Around 50% of CIBIL score depends upon credit mix and credit exposure. Credit mix implies the number of secured and unsecured loans that you have. Credit exposure is the measurement of the maximum potential loss to a lender in case you fail to repay the loan. It also takes into consideration your outstanding credit. Your credit utilization behaviour is also an essential factor.

Other factors impacting the CIBIL score is how you are using your credit, timely repayment of loans, and how much credit you have used in the past two years.

However, a high credit score doesn’t guarantee a loan and neither a low score will end the chances of securing one.

Loan Restructuring & Credit Score

The COVID 19 pandemic has hurt repayment capacities of many borrowers, and they may be planning to opt for loan restructuring scheme. Those facing difficulty in servicing their loans will get an extended window of two years to repay the loan. As part of the restructuring exercise, RBI has allowed a two-year moratorium benefit to COVID19 hit loans. This would immediately lighten the loan burden but do note that banks will report these loans as ‘restructured’ loans to credit bureaus and will have an impact on the credit score of the borrower. Though banking experts feel that even if borrowers have to take the restructuring and their credit score dips, they need not worry if they repay the loan in a disciplined manner. For future loan eligibility instead of the credit score, it will be the credit repayment history of the restructured loans that will be the deciding factor.

Do this to keep your credit score healthy

Here are a few tips that can help you –

  • Make payment timely whether loan EMI or credit card dues pay on time.

  • Keep a balance between secured & unsecured loans.
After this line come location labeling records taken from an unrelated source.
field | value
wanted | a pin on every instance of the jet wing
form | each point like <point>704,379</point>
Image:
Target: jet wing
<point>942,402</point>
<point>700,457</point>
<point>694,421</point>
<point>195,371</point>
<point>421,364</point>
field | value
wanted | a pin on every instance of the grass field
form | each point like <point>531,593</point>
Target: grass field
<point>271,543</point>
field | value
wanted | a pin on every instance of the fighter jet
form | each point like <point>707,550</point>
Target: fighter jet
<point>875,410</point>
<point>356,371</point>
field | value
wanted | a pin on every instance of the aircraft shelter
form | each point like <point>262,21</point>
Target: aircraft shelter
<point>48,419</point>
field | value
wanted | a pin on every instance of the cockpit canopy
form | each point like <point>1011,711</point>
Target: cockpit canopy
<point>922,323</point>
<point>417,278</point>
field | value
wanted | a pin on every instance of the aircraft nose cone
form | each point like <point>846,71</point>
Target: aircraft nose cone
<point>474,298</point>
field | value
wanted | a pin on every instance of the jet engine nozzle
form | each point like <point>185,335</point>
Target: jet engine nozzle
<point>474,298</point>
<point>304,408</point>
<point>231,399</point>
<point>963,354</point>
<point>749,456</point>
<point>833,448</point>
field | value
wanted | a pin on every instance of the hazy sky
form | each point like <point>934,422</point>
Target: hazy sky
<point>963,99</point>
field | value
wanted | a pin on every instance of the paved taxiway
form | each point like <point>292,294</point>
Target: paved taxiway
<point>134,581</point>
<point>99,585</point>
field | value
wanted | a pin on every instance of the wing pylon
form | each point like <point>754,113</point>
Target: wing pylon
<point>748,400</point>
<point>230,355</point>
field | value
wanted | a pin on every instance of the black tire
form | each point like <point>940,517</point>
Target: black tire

Secured loans include home loan, auto loan, etc. Unsecured loans include credit card payments, personal loan without a mortgage, etc. Avoid multiple loans in shorter period.

  • Do not excessively seek credit or you may give the impression of a ‘credit hungry’ borrower. Moderation is the key.

  • Control your credit utilization. Ensure lower utilization than full and going over-limit will have an adverse impact.

  •  Monitor your co-signed, guaranteed, and joint accounts too. A credit default by someone else on whose loan you are just a guarantor will be not good for your score.

  • Always borrow in line with your payment capacity.

Keeping an account of your credit performance and CIBIL score on a monthly or quarterly trench will help you understand and reform your financial behaviour for the better. It will come handy when you will be applying for loans as you will know your profile better.